そこで、このような問題を解決する方法はないのでしょうか。これらのリスクは軽減できないものでしょうか。そして、そのリスクを最小限にとどめることはできないものでしょうか。

これらの問題を解決し、長期間にわたる継続的な運用を可能にするひとつの売買手法をご紹介します。
■ペア・トレードの基本

ペア・トレードは、異なった二つの銘柄の一方を「買い」、他方を「売り(空売り)」として、組み合わせて売買するため、売りまたは買いの利益と損失を相殺することによって、相場全体の変動を吸収することになります。つまり、相場全体の今後の予測や方向性を無視しても収益を上げることができるという大きなメリットがあります。

このようにペアでの売買により、たとえ相場が暴落したとしても売り(空売り)銘柄が、また逆に相場が急騰したとしても買い銘柄が、それぞれ保険(ヘッジ)の役割を果たすため、不測の事態でも大きな損失を被らないで済むという仕組みです。

更に掘り下げて考えて見ましょう。
一般的に、個々の銘柄においては、そのファンダメンタルズをベースに変動するものではありますが、それ以上に相場全体の影響を受け大きく揺さぶられることがあります。暴落などがその例です。

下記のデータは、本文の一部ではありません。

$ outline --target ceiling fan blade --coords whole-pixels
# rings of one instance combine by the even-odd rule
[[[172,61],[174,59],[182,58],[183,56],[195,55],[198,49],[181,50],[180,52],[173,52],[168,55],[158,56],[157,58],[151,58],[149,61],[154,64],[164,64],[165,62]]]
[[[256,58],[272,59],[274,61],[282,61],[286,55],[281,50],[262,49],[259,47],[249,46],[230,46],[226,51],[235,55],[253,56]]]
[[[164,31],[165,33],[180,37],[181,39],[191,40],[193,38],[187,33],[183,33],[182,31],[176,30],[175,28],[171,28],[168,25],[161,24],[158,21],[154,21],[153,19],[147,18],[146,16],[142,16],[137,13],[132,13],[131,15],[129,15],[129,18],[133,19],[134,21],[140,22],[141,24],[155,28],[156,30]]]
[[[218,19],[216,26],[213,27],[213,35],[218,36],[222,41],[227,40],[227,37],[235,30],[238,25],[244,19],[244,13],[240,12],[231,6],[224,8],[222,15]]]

暴落などの相場全体への影響は、組み合わせたペアの銘柄の各銘柄にも同じような影響を及ぼします。とすれば、理論的には、組み合わせたペアの銘柄の各銘柄にも同じような影響となるわけですから、これらは共通の因子とみなすことができるはずです。

そこで考えられることは、これらの影響はおおむね共通であるわけですから、組み合わせた各銘柄において相殺されるはずです。相殺された後に残るのは、各銘柄の独自の要因となります。

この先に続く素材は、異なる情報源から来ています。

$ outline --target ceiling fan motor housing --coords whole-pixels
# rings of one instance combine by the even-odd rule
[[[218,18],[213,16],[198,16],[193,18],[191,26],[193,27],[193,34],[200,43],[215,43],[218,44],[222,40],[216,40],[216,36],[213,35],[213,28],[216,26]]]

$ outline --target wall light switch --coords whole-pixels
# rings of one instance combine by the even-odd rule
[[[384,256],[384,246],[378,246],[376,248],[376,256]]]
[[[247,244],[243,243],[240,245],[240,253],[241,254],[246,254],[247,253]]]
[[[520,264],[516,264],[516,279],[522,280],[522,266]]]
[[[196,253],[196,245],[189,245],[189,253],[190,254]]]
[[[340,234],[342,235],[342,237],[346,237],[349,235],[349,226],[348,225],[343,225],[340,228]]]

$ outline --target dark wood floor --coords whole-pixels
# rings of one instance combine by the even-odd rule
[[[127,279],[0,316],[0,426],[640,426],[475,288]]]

各銘柄の独自の要因とは、各銘柄のファンダメンタルズや株価水準などではないでしょうか。つまり、売りと買いの銘柄を同時に持つことにより、相場全体から受ける共通因子は相殺されるわけですから、ペア・トレードにおいては、各銘柄の独自の要因の分析のみでの売買が可能となるはずです。

よって、相場全体の予測や方向性を考えることなく、非常にシンプルな形で売買ができる素晴らしい投資手法であると言えます。
■ペア・トレードはなぜ安全性が高いか

一般的な売買において、相場全体がボックス圏、つまり往来相場であったなら、ある程度は高値、安値の目安は付くものです。そのようなボックス相場では、逆張りが効果的であり、経験の少ない投資家でも利益を得ることは可能でしょう。

ボックス相場とは、それは相場の調整期とも言えます。今までのしこり玉の整理と次のステップへ展開するためのエネルギーの蓄積期でもあるのです。そして、調整が済むと、そのボックス圏から大きくブレイクして、上か下に抜け出していくのです。

たとえば、このボックス圏内で買い付けしていたとします。その後、株価はボックス圏から抜け出し、下に展開していったとします。当然ながら、ボックス圏内で買い付けした銘柄は大きな評価損を抱えることになります。

一般的に、ボックス圏を脱した株価は、トレンドを形成し一方通行的な展開となるケースが多く見受けられます。そのため、この大きな評価損は、どこまで膨らむか分かりません。つまり、リスクが増大したということになります。結局は、どこかで損切りをしなければならないわけですが、このような片張りでの売買は大きなリスクをはらんでいることを絶対に忘れてはいけません。

片張りにおける空売りなどでは、損切りしなければ、その損失は、ある意味では無限大と言うことにもなりかねません。片張りにおける売買では、損切りが必須のアイテムとなります。

一方、ペア・トレードにおいては、前項で説明しましたとおり、理論的には相場全体から受ける共通因子は相殺されるわけですから、各銘柄の独自の要因を適切に分析された後の組み合わせのサヤにおいては、片張りのような一方通行的な変動とはならず、そのサヤの変動はボックス圏内での変動にとどまる傾向があります。

サヤの変動がボックス圏内での変動傾向であれば、その売買の判定も容易になるというものです。

ペア・トレードでは、相場全体の変動に左右されず、そのサヤにおいては片張りのような一方通行的な変動は少なく、そのため、リスクを最小限に収めることが可能であり、よって、投資における安全性は確保されることになります。